My partner has a 2 year old daughter whom he hasn't seen in over a year because her mother refuses him visitation. My partner pays $600+ a fortnight in child support and she just denies him access. At first, when he was allowed to see her, it was only for a few hours a day (they broke up before the baby was born), then it dwindled to an hour or so every few days, then the excuses started coming.
"I have to go pick the boys up from school, you have to leave". And when he would say he would stay with the little one more excuses, until one day she just refused access altogether. I know he is devastated even though he keeps a strong front in front of myself and my little girl but I know it eats him up inside. When he was in between jobs recently he missed 2 child support payments, undertandably, and for the first time in almost a year she contacted him, just to abuse him for not paying her, even though she lives very comfortably off of Centrelink (3 children, full care), the other child support payments from her other children's father (good paying job, so payments are quite large) and the fact she doesn't pay rent as she still lives with her mother. He still buys her presents every chance he gets but after then being either sent back or thrown out he no longer tries to give them to her, he keeps them instead for the day he can give them to her without them being discarded and to show he he never forgot about her no matter what her mother said. His mother does the same, she's her first grandchild and she is also devastated. He wants to start the process of mediation but doesn't know where to start. I don't know what I'm actually asking but it baffles me as to why women do this without cause? He is an amazing father, he has never ever put the child or her mother in danger nor made them feel unsafe so how can this keep happening! where do we start? Who do we contact? Thanks.

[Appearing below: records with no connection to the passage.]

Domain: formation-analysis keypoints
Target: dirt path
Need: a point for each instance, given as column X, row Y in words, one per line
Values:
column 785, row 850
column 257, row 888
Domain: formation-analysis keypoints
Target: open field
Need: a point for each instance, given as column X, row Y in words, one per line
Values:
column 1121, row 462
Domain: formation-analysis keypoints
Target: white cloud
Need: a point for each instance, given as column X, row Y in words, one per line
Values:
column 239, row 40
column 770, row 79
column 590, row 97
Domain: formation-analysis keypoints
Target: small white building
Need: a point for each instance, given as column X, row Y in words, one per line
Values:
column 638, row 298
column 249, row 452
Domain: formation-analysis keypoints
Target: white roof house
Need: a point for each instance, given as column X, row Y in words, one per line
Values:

Partner pining for his child.
Partner pining for his child.
Posted in:
Kids

3 Replies
Google family dispute resolution in your state.
I would stop paying. Why pay for a child he never sees?
Then when the mum kicks up a stink you re-negotiate the terms.
She simply cannot refuse a father to see his child.
If the daughter lives near to you your partner can just go over and see her, after all shes his child and he has just as much right as the mother.